Мюнхэ. История Сербии / история «Хостела» - Страница 13
В дни подготовки восстания – а никто из собравшихся не сомневался в том, что ему быть, – я нередко слышала речи Георгия как перед большими народными собраниями, так и перед единицами, перед вождями. Говорил он вещи очень мудрые и прозорливые – умным он был всегда, еще с юности, а теперь к нему еще пришла военная хитрость, в совокупности с которой становилась его голова особенно опасной для турок.
–Дахи не подчиняются султану, бунтуют против его власти. Что ж, враг моего врага – мой друг. Этому научила меня австрийская война. Воевать сразу с двумя противниками означает сразу проиграть, да и вооружены янычары лучше нас. Так что на первых порах мы будем декларировать свою верность султану. Дахи ближе и опаснее. Вот и получится, что с одной стороны теснить их будем мы, с другой – полки янычар, которых султан уже выслал.

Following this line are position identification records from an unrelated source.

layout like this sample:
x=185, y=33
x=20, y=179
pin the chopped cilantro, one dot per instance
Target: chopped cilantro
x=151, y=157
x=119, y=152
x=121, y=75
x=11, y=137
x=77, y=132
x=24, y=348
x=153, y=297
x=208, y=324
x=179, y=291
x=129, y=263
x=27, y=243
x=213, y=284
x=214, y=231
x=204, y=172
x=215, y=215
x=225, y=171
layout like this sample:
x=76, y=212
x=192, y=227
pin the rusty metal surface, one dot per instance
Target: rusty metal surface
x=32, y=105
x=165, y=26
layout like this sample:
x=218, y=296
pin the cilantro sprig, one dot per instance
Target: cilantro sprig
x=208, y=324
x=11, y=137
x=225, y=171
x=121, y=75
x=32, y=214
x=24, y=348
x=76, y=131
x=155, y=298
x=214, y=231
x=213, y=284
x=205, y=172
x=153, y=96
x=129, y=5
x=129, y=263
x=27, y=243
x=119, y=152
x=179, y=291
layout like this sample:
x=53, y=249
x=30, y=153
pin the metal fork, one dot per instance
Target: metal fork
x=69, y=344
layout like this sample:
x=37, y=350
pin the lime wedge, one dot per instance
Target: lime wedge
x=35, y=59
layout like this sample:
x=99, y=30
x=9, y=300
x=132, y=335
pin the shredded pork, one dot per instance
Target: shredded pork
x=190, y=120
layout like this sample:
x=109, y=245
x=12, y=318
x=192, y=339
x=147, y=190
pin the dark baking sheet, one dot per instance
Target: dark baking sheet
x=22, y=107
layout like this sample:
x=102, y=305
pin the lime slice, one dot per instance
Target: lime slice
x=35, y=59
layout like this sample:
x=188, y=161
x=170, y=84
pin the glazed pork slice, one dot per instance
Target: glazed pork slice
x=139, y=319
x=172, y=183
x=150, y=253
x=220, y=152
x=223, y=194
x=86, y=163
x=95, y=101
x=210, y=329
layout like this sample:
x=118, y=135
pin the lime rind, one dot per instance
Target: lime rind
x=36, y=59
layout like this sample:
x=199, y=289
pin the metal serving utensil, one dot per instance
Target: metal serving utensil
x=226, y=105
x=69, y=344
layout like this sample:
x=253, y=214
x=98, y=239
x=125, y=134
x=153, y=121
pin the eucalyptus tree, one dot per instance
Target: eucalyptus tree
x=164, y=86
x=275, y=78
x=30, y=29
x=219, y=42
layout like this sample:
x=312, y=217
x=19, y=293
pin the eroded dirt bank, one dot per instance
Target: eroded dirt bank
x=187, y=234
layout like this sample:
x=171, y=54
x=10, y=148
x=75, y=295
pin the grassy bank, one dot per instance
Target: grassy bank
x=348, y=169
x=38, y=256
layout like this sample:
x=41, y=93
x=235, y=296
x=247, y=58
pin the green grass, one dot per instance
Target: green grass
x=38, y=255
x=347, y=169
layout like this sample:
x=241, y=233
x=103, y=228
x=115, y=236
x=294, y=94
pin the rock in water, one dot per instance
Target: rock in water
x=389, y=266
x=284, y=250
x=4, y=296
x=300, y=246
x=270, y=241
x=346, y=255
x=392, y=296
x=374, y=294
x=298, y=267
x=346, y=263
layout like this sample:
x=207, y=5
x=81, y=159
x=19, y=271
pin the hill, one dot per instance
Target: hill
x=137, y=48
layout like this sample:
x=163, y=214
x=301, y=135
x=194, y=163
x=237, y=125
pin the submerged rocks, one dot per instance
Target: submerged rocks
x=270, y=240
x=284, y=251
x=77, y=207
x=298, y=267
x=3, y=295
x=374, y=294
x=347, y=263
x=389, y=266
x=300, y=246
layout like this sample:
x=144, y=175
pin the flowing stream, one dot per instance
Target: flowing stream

–Скажи, Георгий, – спрашивал Бойко Млатич, – а когда мы войдем в Белград, как будем воевать с янычарами? Сам же говоришь – они вооружены лучше да и сильнее?
–Верно, но мы будем дома, а они нет. Говорю вам это не как серб, а как полководец – сражение дома – полпобеды.
Отдохнув и вооружившись за счет гайдуков, сербы стали прорываться к Белграду. Тяжелейшие битвы с дахи ждали их под Мишаром и Делиградом, при Шабаце и Ужице. Многие потери нес наш народ по пути в тот город, который много веков согревал их и давал им веру в свободу и справедливость.
Разведка сообщала Карагеоргию о таких настроениях среди белградских дахи:
–Они не понимают, зачем изгнанные из Белграда сербы рвутся назад. Считают, что их там больше и они сильнее, и потому искать нам с ними столкновения – дело пустое…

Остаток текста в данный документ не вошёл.